I’m curious if running an FPS counter in a Playwright/Puppeteer test suite that throws when the FPS drops below a threshold, like 60fps, is that a useful canary to alert when a part of the interface needs performance work.
Here’s an example of something like the FPS counter I’m wanting to implement within the browser context:
// Options
const decimalPlaces = 2;
const updateEachSecond = 1;
// Cache values
const decimalPlacesRatio = Math.pow(10, decimalPlaces);
let timeMeasurements = [];
// Final output
let fps = 0;
const tick = function() {
timeMeasurements.push(performance.now());
const msPassed = timeMeasurements[timeMeasurements.length - 1] - timeMeasurements[0];
if (msPassed >= updateEachSecond * 1000) {
fps = Math.round(timeMeasurements.length / msPassed * 1000 * decimalPlacesRatio) / decimalPlacesRatio;
timeMeasurements = [];
}
if ( fps > 60 ) {
// Throw to Puppeteer or Playwright
}
requestAnimationFrame(() => {
tick();
});
}
tick();
Original: https://stackoverflow.com/a/52727222/1397641
Ideally I’d love an FPS counter on as many tests as possible that tells me when a part of the user experience is too sluggish before it gets deployed to the user.

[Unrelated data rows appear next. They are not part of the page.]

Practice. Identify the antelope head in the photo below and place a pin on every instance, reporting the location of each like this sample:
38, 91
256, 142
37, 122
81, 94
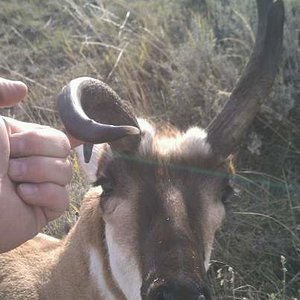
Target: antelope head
161, 196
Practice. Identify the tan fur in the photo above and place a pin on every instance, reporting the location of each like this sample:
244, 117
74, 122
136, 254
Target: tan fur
46, 268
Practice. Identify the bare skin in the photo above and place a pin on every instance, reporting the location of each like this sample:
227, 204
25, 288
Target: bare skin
34, 172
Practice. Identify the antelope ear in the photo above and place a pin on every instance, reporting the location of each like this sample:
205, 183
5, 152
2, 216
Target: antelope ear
90, 169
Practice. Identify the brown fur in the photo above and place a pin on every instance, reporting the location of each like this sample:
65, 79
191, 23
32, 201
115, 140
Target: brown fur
165, 209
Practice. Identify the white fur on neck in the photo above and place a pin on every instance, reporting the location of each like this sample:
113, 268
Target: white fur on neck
90, 169
96, 271
124, 267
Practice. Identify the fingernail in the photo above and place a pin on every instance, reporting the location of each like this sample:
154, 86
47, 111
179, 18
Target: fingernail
27, 189
16, 168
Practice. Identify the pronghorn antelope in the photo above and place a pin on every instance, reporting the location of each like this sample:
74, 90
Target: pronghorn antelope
147, 226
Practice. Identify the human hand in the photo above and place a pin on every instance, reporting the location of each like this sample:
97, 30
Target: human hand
34, 171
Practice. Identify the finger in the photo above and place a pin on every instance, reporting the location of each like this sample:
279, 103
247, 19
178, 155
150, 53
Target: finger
37, 169
42, 142
15, 126
11, 92
51, 198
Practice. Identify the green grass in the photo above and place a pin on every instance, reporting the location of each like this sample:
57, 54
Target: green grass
177, 61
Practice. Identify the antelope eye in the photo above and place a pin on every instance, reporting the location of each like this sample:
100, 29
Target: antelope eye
107, 185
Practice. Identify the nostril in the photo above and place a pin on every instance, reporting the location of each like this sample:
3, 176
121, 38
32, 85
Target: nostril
164, 294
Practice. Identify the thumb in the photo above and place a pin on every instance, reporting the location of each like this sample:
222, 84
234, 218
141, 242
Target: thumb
11, 92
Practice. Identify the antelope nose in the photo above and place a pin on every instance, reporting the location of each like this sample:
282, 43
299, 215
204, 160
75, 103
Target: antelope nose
175, 292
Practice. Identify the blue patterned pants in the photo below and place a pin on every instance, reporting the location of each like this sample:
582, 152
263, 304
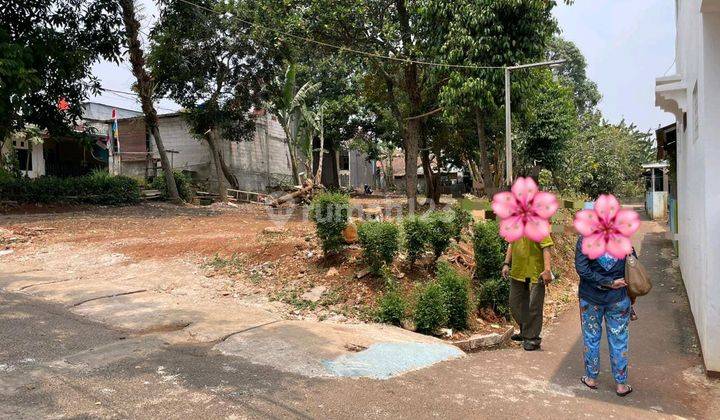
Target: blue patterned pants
617, 318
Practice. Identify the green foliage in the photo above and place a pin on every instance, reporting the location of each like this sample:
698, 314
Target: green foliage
495, 294
182, 181
456, 290
430, 310
489, 249
199, 56
391, 307
461, 220
416, 232
96, 188
572, 73
548, 123
47, 50
440, 231
380, 243
330, 212
605, 158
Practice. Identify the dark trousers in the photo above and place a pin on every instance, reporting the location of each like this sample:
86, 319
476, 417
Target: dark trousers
526, 305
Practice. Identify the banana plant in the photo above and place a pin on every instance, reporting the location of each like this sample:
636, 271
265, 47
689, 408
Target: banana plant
288, 107
313, 125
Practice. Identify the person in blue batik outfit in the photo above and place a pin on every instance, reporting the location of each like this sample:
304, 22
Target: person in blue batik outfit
603, 296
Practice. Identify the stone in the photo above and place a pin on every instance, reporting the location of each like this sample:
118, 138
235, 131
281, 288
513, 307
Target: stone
372, 213
314, 294
483, 341
274, 230
339, 318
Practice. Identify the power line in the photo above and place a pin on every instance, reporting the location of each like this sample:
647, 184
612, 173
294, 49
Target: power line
342, 48
135, 96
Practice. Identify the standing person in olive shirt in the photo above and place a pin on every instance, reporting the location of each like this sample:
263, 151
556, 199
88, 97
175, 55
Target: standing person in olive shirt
527, 264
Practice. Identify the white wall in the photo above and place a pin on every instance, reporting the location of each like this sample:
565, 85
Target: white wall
257, 164
37, 156
695, 90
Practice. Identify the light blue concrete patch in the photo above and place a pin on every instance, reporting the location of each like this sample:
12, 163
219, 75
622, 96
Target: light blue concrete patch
385, 360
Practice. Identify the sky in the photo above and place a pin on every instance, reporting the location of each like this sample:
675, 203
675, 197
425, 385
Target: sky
627, 45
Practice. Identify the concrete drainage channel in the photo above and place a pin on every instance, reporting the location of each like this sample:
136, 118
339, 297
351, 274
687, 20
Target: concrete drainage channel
307, 348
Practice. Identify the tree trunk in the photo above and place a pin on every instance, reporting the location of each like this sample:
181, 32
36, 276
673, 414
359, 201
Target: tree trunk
431, 178
321, 154
410, 141
485, 171
145, 88
390, 173
215, 152
227, 172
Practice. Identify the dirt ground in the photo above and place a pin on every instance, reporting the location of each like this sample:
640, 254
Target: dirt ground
250, 250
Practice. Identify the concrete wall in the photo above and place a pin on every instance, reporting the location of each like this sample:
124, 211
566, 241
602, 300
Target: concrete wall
259, 163
693, 95
193, 154
263, 162
37, 157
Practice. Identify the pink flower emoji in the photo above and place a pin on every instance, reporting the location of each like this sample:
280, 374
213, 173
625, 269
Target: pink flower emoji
524, 211
607, 228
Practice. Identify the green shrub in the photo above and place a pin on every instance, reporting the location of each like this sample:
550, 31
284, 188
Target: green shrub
330, 212
416, 232
96, 188
495, 294
391, 307
440, 231
489, 249
379, 241
461, 220
430, 311
182, 181
456, 290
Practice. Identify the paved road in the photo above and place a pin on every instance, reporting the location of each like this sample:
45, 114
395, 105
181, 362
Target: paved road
54, 363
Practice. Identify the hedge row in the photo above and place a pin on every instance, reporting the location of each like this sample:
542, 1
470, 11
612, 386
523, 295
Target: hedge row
96, 188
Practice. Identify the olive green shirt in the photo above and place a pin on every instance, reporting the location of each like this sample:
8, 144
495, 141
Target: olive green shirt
527, 260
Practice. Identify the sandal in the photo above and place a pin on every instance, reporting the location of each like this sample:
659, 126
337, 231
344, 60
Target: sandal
584, 381
622, 394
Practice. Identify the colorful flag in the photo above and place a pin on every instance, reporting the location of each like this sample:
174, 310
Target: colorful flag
63, 105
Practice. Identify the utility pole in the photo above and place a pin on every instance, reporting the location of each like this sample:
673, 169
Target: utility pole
508, 113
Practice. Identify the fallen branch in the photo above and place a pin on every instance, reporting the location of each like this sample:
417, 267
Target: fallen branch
292, 196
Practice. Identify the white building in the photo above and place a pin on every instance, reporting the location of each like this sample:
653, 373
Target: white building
693, 96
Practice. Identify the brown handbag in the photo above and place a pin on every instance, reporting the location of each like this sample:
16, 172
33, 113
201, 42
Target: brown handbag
636, 277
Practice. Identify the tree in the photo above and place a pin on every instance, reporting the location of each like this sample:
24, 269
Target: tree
572, 73
288, 105
604, 158
46, 54
386, 28
145, 89
548, 122
491, 33
214, 66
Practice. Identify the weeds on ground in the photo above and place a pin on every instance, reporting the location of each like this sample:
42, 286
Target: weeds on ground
232, 265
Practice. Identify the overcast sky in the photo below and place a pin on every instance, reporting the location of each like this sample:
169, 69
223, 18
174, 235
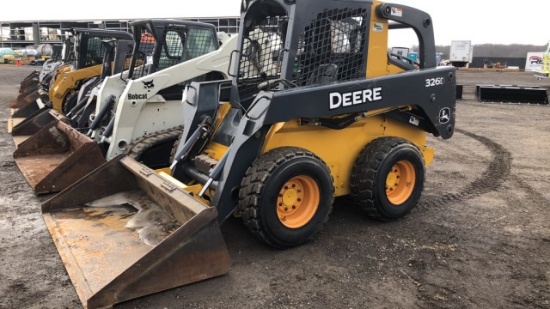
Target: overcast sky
480, 21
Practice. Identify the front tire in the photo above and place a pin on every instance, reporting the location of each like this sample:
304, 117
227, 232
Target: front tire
388, 178
286, 196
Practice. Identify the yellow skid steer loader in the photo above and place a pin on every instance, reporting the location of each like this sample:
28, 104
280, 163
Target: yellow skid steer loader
87, 64
317, 108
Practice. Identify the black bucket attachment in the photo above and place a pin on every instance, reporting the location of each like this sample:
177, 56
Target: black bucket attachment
124, 232
32, 121
511, 94
56, 157
27, 97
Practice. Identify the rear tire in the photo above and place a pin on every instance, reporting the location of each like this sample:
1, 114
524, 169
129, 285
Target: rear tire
286, 196
388, 178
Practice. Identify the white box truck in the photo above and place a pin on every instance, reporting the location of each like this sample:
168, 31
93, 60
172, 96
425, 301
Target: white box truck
461, 53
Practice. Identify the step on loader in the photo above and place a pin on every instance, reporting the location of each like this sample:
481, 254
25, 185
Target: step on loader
136, 112
87, 65
317, 109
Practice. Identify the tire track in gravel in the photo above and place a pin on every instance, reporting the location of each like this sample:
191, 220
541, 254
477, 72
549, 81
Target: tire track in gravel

I know using performance.now() is better than Date.now(), but I'm uncertain how to make sure the test environment is similar or slightly slower than a target user device.
For example: Is puppeteer running on a build process like Netlify or Vercel comparable to a user device like a 5 year old Android device?
Can I add throttles to make the test more realistic or even less powerful than a user device so that the FPS test fails slightly before users devices would?